In October, the FDA ordered that all antidepressants carry prominent warnings about an increased risk of suicidal thinking and behavior in children.

And now, groups oposed to the use of antidepresseants in children are calling on the FDA to investigate the possible relationship between Prozac and the Red Lake shootings.

Critic Vera Sharav is president of the Alliance for Human Research Protection, a New York-based nonprofit, promoting openness and accountability in medical research. Her group has been calling attention to the potential dangers of giving children and adolescents Prozac.

Sharav points out that Eric Harris, one of the killers in the 1999 Columbine shootings, reportedly was prescribed Prozac. Sharav says Prozac and other antidepressants in the class of drugs known as SSRIs interfere with a person's inhibitions.

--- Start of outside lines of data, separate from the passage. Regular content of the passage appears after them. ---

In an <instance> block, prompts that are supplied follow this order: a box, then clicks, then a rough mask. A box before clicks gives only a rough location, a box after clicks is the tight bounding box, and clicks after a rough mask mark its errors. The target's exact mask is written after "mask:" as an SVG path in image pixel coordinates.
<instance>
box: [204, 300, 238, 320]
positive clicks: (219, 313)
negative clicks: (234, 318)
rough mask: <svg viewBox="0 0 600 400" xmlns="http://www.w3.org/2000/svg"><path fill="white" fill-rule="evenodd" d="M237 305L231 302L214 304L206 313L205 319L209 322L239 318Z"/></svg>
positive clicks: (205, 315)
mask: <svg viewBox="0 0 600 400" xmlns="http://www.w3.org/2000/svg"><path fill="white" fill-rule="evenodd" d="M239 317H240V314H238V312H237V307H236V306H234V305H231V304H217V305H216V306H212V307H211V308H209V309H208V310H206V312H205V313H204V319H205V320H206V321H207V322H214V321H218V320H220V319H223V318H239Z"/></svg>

"Lots of us have violent thoughts. 'I would like to take this man by the throat, he's bothering me.' But we don't do it. The drug removes that inhibition to act out and that is why you have these explosive situations," says Sharev.

"That's just not a correct scientific statement," counters John M. Plewes, medical advisor at Eli Lilly, the maker of Prozac.

Though the FDA warning points out an increased risk of suicidal thinking, Plewes says that doesn't mean Prozac is at fault.

"There is no credible scientific evidence that has established a causal connection between Prozac and either violent or suicidal behavior," Plewes says. "This kind of behavior sometimes is a part of a serious, life-threatening illness -- that illness can be depression or some other illnesses -- but it's characterized by a variety of symptoms. And suicidal acts and thinking are symptoms of depression."

Despite the controversy over Prozac, an official with the American Psychiatric Association says 1.5 million kids are taking Prozac and other SSRI medications.

David Fassler is a trustee of the APA, and a child and adolescent psychiatrist in Burlington, Vermont. He says about half his adolescent patients are on SSRIs, and says they are very effective. But he says medication is best used with a comprehensive treatment plan that includes talk therapy.

Fassler says daily dosage ranges from 10 to 60 milligrams, based on body size and other factors. The severity of a child's depression is not a factor in determining dosage, he says.

Fassler says he makes sure patients and their parents understand the FDA warnings about SSRIs. He says parents need to advocate for their children to find the best treatment.

"There's no right answer for every family. They need to learn as much as they can about the risks and benefits of all treatment options, and the risk associated with not treating problems like depression," says Fassler. "Over half of the kids with depression will eventually attempt suicide. And between 2 and 5 percent will ultimately die as a result."

Whether or not Prozac played a role in the Red Lake shootings, the incident is likely to fuel still more debate over the safety of treating children and adolescents with the medication, and others like it.